Aconteceu no Texas, exatamente em Houston. Alfred foi aquele que mais me deu dificuldades para espionar. Ele fechava todas as janelas e portas, temendo que fosse pego no flagra ostentando seu montante de dinheiro, dinheiro este que se recusava a oferecer. Ele era proprietário de uma área de plantio de milho, ganhando sempre um salário considerado gordo pelas vendas à distribuidora para que os alimentos chegassem à comercialização. Esta estabilidade durara cerca de 20 anos. Até que cinco homens, vindos de uma companhia empresarial voltada ao mercado, decidiram destruí-la com uma tentadora proposta: Vender as terras por uma quantia de 5 milhões. Obviamente, aquilo era mais do que ele poderia sonhar em ganhar um dia. No entanto, a resposta foi contrária às expectativas dos engravatados.

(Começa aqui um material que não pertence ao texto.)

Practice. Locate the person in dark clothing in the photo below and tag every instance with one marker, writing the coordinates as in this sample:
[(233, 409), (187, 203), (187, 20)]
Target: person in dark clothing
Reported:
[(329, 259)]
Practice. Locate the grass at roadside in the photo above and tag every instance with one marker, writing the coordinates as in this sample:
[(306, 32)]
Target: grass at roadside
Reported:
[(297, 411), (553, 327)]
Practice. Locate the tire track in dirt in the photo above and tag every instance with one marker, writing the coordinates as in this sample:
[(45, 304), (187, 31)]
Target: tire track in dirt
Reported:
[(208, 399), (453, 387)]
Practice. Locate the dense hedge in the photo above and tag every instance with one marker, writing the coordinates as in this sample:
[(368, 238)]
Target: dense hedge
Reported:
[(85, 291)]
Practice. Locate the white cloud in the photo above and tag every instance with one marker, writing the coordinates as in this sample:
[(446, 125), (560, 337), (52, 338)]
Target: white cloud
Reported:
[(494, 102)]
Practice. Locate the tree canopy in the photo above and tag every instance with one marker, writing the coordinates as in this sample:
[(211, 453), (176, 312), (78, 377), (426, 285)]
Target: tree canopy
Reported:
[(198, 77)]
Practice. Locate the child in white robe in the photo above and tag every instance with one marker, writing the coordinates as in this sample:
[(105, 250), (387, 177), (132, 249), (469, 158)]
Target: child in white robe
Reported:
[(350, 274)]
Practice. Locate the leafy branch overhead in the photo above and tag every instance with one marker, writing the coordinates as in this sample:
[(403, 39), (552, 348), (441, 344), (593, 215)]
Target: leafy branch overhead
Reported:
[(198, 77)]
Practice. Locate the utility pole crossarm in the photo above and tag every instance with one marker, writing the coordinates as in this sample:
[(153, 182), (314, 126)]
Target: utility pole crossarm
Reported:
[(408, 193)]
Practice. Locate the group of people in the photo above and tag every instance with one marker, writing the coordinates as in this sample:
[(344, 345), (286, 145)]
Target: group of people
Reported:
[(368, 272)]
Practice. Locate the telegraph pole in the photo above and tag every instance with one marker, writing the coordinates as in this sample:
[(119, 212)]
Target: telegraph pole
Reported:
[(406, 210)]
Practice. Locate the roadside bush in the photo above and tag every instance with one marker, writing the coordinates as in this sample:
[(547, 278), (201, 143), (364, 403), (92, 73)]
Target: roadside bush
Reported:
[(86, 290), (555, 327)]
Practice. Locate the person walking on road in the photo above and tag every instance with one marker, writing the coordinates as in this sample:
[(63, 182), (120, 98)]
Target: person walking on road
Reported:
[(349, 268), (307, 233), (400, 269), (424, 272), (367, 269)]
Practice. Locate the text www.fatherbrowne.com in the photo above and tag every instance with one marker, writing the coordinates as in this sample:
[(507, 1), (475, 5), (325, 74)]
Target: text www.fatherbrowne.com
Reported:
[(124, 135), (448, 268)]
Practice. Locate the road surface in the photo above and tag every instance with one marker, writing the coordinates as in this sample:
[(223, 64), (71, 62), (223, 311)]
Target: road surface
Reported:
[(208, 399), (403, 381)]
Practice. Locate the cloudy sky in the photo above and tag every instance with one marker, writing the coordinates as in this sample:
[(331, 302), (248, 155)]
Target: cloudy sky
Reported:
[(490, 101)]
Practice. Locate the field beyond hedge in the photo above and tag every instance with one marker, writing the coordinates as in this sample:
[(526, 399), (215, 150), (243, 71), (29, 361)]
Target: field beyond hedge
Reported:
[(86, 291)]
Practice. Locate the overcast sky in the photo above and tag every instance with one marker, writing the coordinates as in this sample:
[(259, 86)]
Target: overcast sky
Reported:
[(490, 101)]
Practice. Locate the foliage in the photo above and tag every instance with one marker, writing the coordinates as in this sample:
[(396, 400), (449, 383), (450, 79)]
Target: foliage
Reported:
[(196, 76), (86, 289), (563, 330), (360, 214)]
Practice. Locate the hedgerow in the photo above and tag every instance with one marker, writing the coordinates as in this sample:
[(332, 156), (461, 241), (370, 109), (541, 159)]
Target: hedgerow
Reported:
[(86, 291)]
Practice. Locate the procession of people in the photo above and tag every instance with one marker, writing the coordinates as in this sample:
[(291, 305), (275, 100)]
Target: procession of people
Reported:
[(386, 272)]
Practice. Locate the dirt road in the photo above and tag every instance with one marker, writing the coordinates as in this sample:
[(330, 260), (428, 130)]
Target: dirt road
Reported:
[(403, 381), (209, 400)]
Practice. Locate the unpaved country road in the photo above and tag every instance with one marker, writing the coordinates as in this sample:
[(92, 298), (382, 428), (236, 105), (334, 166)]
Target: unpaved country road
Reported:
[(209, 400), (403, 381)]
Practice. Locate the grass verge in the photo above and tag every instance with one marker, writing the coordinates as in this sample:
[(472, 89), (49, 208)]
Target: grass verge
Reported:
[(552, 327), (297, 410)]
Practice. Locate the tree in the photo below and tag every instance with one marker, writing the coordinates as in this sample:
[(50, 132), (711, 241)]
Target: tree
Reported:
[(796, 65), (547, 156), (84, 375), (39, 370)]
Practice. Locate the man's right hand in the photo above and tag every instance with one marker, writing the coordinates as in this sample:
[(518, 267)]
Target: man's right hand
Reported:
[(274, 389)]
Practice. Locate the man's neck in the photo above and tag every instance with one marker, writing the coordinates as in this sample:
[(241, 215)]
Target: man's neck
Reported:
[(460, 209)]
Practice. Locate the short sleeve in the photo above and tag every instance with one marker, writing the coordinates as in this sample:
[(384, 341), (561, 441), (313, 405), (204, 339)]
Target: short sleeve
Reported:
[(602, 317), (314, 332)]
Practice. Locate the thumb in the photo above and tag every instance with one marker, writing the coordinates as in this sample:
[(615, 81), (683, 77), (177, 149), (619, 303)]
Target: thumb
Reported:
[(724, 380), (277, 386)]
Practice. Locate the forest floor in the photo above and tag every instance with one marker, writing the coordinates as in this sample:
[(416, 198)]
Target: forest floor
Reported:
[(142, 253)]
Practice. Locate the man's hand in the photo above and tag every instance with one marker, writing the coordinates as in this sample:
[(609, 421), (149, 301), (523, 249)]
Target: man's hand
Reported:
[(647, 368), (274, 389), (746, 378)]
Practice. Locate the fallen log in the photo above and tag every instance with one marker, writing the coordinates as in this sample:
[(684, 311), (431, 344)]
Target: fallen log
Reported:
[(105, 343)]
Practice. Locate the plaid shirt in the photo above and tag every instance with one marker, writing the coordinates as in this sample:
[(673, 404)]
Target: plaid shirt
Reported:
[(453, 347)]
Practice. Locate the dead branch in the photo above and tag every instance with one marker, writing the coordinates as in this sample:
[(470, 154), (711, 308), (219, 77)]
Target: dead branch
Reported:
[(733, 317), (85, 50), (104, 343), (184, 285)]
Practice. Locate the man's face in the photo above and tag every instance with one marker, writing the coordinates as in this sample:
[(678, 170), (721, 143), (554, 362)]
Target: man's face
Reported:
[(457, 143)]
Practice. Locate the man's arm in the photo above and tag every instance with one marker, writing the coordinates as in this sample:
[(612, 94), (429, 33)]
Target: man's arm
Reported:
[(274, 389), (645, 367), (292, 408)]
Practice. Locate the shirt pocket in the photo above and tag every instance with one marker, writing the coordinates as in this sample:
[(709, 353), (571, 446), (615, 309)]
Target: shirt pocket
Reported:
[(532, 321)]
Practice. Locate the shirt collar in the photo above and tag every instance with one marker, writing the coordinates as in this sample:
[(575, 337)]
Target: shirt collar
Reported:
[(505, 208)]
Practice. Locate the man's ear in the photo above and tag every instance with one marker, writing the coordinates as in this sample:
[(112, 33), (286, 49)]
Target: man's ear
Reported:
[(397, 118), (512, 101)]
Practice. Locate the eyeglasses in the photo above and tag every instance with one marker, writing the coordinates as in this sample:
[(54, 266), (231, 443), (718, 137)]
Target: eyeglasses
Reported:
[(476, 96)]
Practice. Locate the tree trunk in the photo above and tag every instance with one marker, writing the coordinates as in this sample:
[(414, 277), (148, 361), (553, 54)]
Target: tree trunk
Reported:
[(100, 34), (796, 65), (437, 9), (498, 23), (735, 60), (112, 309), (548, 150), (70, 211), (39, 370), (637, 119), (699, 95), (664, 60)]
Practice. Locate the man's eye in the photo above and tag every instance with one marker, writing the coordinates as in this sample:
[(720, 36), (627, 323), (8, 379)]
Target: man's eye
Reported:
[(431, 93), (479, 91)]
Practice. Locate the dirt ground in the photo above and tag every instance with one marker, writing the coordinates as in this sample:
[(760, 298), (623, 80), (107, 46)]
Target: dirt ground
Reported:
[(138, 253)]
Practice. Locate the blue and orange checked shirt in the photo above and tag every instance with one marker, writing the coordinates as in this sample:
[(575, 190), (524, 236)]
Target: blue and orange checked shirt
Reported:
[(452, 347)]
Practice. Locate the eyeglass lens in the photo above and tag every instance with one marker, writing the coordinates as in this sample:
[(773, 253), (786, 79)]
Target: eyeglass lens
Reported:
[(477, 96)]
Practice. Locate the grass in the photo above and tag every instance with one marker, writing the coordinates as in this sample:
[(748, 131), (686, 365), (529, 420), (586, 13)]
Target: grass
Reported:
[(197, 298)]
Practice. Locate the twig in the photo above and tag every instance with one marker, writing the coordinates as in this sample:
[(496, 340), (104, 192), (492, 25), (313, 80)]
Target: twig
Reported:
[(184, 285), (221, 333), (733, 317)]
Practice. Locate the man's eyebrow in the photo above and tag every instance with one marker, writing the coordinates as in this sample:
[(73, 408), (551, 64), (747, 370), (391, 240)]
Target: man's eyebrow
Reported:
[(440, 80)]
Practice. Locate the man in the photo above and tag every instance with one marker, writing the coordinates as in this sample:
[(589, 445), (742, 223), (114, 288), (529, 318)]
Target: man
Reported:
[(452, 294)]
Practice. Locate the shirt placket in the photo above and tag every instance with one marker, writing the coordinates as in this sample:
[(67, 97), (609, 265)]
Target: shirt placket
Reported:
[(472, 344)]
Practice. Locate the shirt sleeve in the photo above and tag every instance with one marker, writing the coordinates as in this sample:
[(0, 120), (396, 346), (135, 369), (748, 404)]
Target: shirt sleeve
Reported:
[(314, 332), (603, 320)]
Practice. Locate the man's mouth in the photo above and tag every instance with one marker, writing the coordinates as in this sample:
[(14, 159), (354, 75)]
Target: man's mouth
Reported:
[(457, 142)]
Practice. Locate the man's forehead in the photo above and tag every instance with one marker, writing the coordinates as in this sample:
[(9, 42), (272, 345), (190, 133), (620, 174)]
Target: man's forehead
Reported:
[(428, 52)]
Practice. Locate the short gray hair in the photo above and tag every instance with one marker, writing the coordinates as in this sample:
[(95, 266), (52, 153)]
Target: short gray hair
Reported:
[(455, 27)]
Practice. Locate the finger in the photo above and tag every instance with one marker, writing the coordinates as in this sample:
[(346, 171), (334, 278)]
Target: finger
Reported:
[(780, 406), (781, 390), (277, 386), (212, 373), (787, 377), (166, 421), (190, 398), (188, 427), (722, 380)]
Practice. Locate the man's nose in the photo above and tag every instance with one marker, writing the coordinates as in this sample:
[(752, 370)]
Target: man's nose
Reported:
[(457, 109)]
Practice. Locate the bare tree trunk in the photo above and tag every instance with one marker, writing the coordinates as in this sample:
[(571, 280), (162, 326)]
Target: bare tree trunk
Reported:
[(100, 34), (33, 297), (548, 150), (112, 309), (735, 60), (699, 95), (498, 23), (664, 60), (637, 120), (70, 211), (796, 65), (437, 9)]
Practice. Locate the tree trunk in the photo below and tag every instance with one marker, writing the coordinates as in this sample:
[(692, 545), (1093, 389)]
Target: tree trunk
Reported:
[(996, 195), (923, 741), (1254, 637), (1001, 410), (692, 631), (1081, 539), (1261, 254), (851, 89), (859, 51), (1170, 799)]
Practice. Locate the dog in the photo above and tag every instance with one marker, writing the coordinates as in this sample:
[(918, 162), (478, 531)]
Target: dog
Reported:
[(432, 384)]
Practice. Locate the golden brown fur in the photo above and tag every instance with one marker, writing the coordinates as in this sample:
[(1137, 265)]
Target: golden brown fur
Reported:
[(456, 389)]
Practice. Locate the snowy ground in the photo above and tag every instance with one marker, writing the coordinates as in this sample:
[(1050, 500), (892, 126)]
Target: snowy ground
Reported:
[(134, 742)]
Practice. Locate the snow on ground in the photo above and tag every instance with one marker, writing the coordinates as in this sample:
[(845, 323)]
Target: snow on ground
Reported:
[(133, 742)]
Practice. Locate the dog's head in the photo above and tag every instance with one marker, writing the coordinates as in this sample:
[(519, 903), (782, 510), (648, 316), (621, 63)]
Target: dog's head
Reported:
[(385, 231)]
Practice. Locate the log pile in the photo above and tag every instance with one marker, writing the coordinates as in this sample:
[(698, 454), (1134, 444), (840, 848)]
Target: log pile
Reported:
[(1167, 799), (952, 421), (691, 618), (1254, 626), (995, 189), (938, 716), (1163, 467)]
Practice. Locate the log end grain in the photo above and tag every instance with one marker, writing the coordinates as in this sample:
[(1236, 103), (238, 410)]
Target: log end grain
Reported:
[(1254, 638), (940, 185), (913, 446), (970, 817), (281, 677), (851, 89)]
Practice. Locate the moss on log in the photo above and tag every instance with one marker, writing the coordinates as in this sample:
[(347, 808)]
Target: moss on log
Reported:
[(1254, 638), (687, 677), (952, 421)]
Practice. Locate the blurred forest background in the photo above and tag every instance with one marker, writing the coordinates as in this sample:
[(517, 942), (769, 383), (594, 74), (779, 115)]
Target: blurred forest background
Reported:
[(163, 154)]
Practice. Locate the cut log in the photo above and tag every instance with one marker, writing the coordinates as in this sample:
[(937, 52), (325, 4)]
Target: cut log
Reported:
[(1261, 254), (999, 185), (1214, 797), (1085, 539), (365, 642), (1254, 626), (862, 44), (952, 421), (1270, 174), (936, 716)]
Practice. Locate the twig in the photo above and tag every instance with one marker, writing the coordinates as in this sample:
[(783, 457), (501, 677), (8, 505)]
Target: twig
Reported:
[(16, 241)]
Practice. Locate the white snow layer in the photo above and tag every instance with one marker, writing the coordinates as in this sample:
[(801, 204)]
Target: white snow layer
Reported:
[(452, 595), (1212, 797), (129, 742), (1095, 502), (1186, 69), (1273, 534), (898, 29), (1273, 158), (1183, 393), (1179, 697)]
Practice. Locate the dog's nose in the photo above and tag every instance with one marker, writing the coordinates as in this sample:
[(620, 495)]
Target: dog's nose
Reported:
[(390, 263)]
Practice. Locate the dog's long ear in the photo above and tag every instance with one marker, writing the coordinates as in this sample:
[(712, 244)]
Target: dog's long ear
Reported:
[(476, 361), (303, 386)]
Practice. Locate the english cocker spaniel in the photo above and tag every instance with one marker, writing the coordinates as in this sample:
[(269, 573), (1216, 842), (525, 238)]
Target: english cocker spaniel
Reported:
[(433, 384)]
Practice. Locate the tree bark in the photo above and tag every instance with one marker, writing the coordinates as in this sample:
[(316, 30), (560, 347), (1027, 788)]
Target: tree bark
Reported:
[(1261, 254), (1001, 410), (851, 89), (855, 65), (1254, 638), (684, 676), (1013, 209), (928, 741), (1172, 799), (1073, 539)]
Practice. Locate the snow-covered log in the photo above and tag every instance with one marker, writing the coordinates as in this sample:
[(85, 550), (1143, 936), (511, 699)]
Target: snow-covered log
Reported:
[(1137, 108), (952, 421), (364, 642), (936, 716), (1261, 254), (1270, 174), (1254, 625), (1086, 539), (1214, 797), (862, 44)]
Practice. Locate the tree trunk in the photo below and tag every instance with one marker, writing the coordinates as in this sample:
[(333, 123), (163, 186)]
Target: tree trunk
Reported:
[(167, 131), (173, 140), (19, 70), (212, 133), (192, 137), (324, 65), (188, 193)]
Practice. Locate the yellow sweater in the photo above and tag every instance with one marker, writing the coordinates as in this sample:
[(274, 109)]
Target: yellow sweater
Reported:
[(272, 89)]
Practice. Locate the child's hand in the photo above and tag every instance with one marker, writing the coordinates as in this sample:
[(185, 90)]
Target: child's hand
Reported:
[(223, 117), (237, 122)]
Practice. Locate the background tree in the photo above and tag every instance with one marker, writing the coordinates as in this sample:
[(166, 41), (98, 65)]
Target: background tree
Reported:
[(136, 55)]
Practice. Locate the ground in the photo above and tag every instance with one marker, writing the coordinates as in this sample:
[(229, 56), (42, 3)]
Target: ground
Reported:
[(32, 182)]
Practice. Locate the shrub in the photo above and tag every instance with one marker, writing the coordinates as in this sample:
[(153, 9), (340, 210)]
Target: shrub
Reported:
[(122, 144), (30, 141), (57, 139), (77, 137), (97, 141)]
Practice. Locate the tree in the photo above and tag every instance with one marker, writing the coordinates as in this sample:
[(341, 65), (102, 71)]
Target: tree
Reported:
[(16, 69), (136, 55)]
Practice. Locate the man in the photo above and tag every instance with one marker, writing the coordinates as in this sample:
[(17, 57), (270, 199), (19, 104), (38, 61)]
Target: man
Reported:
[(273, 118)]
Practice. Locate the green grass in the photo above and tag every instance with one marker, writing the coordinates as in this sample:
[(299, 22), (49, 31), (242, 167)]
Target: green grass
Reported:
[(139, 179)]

Alfred recusou a oferta, deixando-se levar por um saudosismo prévio. Aquele milharal definitivamente era seu ganha-pão, sabe-se lá o que aqueles homens planejavam fazer, quais seriam as mudanças pensadas e os gastos com o cultivo e plantação, além das possíveis novas demandas que incluiriam o uso de tecnologias agrícolas. Fiquei a observar quando Alfred espionava os homens de preto pela janela, enquanto eles avaliavam as condições do vasto milharal - sem nem reparar no espantalho horrendo que estava fixado em duas estacas formando cruz para espantar os pássaros. Curiosamente, eles foram proibidos de entrarem no quarto de Alfred, pois o mesmo dizia que era questão de privacidade e que deveriam respeitar, sem questionar o que ele fazia lá dentro - além de dormir, claro.

Inevitavelmente todos se perguntaram o que havia de tão especial e secreto naquele quarto para ser protegido por Alfred que o mesmo não queria que ninguém visse. Minhas pernas ficaram dormentes naquele galho, quase dormi com aquela longa conversa enfadonha.

Quis saber a porra do mistério, mas Alfred prolongou o lenga-lenga para até o fim da tarde. Enfim veio a minha tão amada noite. Eu diria que não tão amada por um daqueles homens - na verdade foi péssima. Sendo mais exato, houve, na verdade, uma discussão feia entre Alfred e os empresários. Tudo terminou os gritos e xingamentos. Nunca ouvi uma quantidade tão grande de palavrões em tão pouco tempo.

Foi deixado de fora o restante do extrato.